An 81 y/o female with DM, HTN, and bilateral lower extremity amputations presents to EMS with chest pain and vomiting. VS: BP: 90/40, P: 80, R:16. Sp02: 95%. The patient is alert and oriented and in mild distress. An ECG is obtained. What is your interpretation ?
12 Lead ECG
ECG Interpretation
A first degree AV block is present. Deep Q waves and ST elevations are present in the inferior leads III, and aVF. Additional ST segment elevations are present in the anterior precordial leads V3, V4, and V5. Reciprocal depression is present in leads I and aVL. A right bundle branch block is suggested by the positively deflected QRS and increased QRS duration seen in V1. This patient is experiencing a large STEMI given the presence of elevation in multiple territories. ST elevations suggest active injury and ischemia in the inferior and anterior leads. The relative hypotension may indciate cardiogenic shock. Cardiogenic shock complicates a significant percentage of anterior wall myocardial infarctions. Multi-territorial ST elevations indicates a poor prognosis.
Treatment Course
Providers transmit the 12 lead ECG and alert the receiving facility of an ST elevation myocardial infarction. Aspirin is administered.
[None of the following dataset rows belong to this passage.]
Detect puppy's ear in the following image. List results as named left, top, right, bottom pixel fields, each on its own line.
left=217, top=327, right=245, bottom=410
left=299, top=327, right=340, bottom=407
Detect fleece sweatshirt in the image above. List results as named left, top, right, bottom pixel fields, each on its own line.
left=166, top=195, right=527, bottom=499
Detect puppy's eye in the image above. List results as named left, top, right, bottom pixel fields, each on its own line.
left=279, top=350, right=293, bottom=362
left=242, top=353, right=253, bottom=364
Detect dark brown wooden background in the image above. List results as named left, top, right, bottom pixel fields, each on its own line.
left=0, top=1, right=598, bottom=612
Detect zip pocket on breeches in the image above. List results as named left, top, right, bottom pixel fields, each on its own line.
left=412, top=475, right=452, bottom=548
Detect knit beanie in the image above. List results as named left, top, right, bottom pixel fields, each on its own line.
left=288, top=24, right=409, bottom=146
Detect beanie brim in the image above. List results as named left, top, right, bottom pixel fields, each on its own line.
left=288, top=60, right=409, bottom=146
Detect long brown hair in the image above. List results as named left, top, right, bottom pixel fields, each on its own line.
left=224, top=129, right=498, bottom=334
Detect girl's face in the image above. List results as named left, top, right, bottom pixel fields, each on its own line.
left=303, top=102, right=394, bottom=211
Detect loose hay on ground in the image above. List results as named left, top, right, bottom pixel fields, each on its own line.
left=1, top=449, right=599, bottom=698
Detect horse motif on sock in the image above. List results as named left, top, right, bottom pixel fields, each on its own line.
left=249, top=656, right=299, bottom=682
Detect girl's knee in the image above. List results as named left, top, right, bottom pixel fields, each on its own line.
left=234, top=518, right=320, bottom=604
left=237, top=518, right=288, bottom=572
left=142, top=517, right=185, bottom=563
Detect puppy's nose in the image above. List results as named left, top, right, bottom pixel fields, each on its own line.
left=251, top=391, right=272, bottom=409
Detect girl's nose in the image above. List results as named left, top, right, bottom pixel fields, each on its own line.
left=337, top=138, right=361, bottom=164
The patient proceeds directly to the cath lab. The patient had severe, multi-vessel, obstructive coronary artery disease and unfortunately expired from decompensated cardiogenic shock
Key Points
- Remain vigilant for the presence of cardiogenic shock in the presence of anterior wall ischemia
- ST elevations in multiple geographic areas (inferior and anterior in this case) indicate severe disease
- Ventricular fibrillation can also accompany large anterior wall MIs
- Relative hypotension is extremely significant in patients who are accustomed to higher blood pressures. In this case, the patient's marginal blood pressure resulted from acutely decreased cardiac output.